I learned this from Jane Suhail, who has done wonders in her career at Planterra Greenhouses in West Bloomfield, caring for interiorscapes with just such simple, effective tactics.

Short report

You can transplant that live Christmas tree to the yard.

Yes, M.K.  it can be done. Dig the hole now -- the ground is not frozen in many places under the insulating snow. Then acclimate the tree to the outdoors before you plant it. Put it in a cold room for a week, then in an unheated building for a week or more, all the while keeping moist rags around the root ball. Groundhog Day might be your planting day.

Stumper

Some problems have no solution. I can't provide much help to those who pose a "stumper" such as:

Why does the branch that needs pruning or weed that needs pulling show itself only as we are backing out of the driveway, on deadline?

 

Green thumbs up

to fragrant plants.
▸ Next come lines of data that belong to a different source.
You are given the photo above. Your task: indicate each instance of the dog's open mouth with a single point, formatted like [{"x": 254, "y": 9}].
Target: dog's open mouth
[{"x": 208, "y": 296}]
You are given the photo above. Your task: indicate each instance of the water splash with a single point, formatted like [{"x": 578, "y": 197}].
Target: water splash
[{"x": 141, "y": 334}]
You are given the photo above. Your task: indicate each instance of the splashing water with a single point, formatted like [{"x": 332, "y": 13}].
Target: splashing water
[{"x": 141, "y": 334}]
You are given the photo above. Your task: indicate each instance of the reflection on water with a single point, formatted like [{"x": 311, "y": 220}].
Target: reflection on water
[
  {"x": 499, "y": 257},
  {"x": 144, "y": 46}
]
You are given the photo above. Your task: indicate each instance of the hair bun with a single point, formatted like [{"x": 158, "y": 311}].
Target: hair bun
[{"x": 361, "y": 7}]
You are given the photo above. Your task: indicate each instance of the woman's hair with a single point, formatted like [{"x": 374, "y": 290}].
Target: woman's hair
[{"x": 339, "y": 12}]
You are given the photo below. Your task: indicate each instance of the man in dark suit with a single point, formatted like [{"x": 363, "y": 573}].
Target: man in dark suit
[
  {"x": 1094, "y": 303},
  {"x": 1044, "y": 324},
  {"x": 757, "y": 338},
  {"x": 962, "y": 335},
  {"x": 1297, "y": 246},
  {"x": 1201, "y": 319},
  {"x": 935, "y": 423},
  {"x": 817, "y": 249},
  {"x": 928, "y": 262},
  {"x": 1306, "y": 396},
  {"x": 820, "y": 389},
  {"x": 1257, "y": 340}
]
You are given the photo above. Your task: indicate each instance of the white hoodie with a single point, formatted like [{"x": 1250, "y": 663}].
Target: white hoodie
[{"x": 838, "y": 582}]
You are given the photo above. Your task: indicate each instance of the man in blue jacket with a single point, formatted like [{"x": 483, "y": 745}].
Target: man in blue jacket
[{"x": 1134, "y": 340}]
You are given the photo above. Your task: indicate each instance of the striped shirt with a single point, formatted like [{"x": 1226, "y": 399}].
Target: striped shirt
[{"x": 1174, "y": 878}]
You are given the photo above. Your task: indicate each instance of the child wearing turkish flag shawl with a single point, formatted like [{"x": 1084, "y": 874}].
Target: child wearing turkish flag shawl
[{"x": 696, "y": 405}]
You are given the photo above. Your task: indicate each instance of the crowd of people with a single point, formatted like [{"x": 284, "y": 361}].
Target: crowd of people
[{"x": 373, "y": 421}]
I shovel the walk, bump the feverfew and thyme, and my nose knows spring.

 

Green thumbs down

to Home Depot for selling houseplants without providing a way to keep them alive as they leave the store. They'll die on the trip home unless you wrap or bag them to trap some warm air around them. Plastic bags can't do it. Kudos to the manager who offered to cut down a yard waste paper bag for this purpose and assured me it can always be done if the buyer asks. Yet that presumes the buyer knows to ask and can't excuse that cashiers aren't trained to offer.